In diesem Fall ist nicht garantiert, dass der urteilsunfähige Unternehmer hinsichtlich des Fortbestands seiner Unternehmung in seinem Sinne vertreten wird.

2. Eigene Regelung mittels Vorsorgeauftrag

Wer selbst entscheiden will, wer ihn und wie diese Person ihn bei Urteilsunfähigkeit vertreten soll, muss dies in einem Vorsorgeauftrag regeln.

Im Vorsorgeauftrag kann nicht nur die (natürliche oder juristische) Person bestimmt werden, welche einem bei Urteilsunfähigkeit vertritt, sondern es kann auch deren Auftrag näher umschrieben werden. So kann namentlich geregelt werden, ob der Vertreter eine uneingeschränkte Vollmacht haben soll oder ob er bestimmte Vorgaben einhalten muss. Im Vorsorgeauftrag kann (soll) des Weiteren die Vermögensvorsorge geregelt werden nämlich wer und wie die laufenden finanziellen Verpflichtungen (Verwaltung der Einkünfte, Finanzierung des Lebensunterhalts usw.) des Urteilsunfähigen besorgt. Der Vorsorgeauftrag ermöglicht daher eine auf die persönlichen Bedürfnisse zugeschnittene Regelung.

Ein Vorsorgeauftrag ist insbesondere für unverheiratete Unternehmer sinnvoll oder für jene, die nicht in einer eingetragenen Partnerschaft leben, also Alleinstehende oder im Konkubinat Lebende. Sinnvoll kann ein Vorsorgeauftrag aber auch bei einem verheirateten bzw. in einer eingetragenen Partnerschaft lebenden Unternehmer sein, z.B. wenn er den Ehepartner nicht zusätzlich belasten will oder dieser nicht in der Lage ist, seine geschäftlichen Angelegenheiten zu führen. In diesem Fall kann er einen anderen Vertreter bestellen.

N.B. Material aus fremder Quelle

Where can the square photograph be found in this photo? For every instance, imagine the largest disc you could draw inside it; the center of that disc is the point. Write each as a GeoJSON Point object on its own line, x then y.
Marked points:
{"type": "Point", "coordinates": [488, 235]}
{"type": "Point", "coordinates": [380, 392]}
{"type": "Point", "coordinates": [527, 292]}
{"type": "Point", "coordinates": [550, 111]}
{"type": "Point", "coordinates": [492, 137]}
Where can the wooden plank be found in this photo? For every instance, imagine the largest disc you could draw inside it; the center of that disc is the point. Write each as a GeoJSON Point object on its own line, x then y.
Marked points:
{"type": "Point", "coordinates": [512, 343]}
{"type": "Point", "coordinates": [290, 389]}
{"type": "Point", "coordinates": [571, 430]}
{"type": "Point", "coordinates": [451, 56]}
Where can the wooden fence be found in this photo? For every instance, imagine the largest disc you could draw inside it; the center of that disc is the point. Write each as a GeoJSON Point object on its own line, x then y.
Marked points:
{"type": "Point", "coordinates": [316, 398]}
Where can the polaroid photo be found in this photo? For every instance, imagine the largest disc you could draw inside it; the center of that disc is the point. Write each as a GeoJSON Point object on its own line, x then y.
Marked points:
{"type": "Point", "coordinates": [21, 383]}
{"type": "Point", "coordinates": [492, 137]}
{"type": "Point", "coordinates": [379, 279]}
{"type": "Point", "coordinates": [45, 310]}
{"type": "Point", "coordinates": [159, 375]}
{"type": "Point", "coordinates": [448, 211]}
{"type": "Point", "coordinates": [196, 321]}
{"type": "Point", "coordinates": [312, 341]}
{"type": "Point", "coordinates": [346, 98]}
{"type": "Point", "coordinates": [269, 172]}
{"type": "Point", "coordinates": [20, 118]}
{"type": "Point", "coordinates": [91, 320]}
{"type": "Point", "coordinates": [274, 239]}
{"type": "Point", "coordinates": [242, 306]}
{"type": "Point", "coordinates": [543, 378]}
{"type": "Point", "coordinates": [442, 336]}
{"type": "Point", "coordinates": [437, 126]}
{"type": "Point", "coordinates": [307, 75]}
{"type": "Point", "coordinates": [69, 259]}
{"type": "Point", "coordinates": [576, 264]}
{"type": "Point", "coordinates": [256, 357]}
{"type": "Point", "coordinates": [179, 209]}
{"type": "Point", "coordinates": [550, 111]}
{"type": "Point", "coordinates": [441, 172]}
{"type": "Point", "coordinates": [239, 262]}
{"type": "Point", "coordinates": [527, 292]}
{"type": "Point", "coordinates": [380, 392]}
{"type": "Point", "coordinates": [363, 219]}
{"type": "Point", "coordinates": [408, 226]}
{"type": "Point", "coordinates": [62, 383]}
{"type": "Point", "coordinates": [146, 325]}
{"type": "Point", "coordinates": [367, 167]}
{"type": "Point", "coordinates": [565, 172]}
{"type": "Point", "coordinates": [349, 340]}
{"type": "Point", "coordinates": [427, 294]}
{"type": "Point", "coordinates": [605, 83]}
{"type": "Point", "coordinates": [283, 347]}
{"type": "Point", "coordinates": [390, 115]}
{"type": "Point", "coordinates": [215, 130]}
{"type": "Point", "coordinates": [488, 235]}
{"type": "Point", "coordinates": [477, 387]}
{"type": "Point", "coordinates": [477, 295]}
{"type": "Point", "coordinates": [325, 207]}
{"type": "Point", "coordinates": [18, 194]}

Es sei zuletzt erwähnt, dass der Vorsorgeauftrag zu seiner Gültigkeit einer bestimmten Form bedarf: Wie beim Testament muss er entweder vollständig handschriftlich verfasst sein und/oder notariell beurkundet werden. Grosse Bedeutung kommt abschliessend der Aufbewahrung und der Zugänglichkeit des Vorsorgeauftrags zu: Ist dieser unauffindbar, nützt er herzlich wenig.

IV. Fazit

Jeder Unternehmer ist gewohnt, selbst zu entscheiden. Ein Vorsorgeauftrag bietet ihm die Möglichkeit, dies zu tun im Fall, dass er unfall- oder krankheitsbedingt urteilsunfähig wird. Ein Notfallplan und insbesondere ein Vorsorgeauftrag sind unerlässliche Bestandteile einer umfassenden Nachfolgeregelung.